John Taylor Hospice is the oldest non-denominational hospice in the UK and has been providing care in the heart of our city for more than a century.
We opened in 1910 and are named after Professor John Taylor, an eminent gynaecologist who worked at the Birmingham and Midland Hospital for Women.
The hospice was funded by the people of Birmingham inspired by Dr Mary Darby Sturge, a consultant anaesthetist at the same hospital and a local GP. Dr Darby Sturge formed a group of influential local people and volunteers to raise the money and the Taylor Memorial Home was founded on Park Road in Sparkbrook, initially caring solely for women.
In 1946/7 our founders raised enough money to buy The Grange at 76 Grange Road in Erdington and £10,000 to refurbish it. We moved to The Grange, the former home of East Birmingham MP and famed photographer Sir Benjamin Stone, in 1948.
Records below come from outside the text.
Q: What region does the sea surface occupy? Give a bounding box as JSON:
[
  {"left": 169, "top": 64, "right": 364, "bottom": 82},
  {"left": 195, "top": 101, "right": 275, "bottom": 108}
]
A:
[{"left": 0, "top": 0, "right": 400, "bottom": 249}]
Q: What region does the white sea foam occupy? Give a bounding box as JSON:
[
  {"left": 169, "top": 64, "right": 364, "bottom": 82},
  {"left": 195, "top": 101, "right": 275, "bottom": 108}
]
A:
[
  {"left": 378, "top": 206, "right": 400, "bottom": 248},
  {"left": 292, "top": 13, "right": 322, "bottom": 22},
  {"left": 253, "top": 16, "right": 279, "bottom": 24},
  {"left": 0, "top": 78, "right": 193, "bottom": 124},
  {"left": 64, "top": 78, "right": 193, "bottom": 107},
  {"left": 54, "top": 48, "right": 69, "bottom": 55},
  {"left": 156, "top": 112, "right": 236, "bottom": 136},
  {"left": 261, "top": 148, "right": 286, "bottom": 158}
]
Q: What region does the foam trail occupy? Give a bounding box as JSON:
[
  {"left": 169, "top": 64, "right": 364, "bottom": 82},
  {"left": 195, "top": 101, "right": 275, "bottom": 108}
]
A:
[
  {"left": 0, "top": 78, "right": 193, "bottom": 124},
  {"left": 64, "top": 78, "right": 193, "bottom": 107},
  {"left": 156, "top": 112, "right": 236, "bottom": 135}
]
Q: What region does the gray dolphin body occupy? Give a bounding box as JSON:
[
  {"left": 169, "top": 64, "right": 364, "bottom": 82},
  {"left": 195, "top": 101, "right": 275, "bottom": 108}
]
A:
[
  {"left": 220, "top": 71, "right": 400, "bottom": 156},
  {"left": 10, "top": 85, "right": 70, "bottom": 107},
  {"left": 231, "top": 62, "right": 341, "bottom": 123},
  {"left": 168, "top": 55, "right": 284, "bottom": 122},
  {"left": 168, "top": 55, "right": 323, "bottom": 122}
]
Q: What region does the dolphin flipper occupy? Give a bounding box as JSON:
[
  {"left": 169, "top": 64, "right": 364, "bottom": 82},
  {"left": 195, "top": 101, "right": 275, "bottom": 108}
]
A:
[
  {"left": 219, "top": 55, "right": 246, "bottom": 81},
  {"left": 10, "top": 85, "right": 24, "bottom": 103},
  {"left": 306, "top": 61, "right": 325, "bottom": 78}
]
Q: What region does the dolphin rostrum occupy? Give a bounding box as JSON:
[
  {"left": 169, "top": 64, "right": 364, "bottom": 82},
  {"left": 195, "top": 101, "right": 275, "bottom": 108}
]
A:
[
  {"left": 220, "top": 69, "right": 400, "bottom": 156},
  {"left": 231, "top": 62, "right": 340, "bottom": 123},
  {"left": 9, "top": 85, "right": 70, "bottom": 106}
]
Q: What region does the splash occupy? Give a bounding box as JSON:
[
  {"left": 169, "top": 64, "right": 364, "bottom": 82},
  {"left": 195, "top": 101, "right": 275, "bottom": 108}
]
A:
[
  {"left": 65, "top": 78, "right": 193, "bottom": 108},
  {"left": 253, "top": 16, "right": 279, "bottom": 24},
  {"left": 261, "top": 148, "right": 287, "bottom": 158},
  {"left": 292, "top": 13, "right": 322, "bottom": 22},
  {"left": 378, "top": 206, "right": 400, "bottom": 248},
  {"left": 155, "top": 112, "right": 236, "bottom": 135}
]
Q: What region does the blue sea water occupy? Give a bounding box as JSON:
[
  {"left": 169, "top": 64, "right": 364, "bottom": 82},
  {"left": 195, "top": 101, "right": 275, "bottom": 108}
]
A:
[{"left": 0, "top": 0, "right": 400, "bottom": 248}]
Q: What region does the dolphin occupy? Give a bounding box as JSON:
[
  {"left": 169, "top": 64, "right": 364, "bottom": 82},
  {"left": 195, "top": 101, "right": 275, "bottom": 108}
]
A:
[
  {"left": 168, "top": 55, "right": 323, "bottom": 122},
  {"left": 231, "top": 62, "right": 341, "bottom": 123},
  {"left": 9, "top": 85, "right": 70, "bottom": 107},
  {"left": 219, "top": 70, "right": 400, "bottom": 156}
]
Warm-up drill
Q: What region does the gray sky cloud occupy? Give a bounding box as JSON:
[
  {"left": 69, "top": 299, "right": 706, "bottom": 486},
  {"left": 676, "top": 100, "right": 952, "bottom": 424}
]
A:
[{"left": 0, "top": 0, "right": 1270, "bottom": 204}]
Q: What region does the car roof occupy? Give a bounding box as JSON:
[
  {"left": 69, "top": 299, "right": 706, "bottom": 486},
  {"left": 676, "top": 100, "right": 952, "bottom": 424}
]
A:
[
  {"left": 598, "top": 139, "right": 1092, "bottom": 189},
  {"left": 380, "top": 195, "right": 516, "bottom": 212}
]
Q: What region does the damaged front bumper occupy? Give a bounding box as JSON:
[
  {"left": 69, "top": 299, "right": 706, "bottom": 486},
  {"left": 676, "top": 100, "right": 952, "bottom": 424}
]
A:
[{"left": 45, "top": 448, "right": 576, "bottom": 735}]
The hospice was gifted to the NHS in 1948 and in the 1970s it began treating people in their own homes and was treating men as well as women.
We changed our name to John Taylor Hospice because what we know now as ‘the hospice movement’ started in the 1970s.
In 2011 the staff at John Taylor Hospice voted to take the hospice out of the NHS. Initially this was as a community interest company with a charity attached and on 1 April 2018 the hospice brought all of its business into the charity.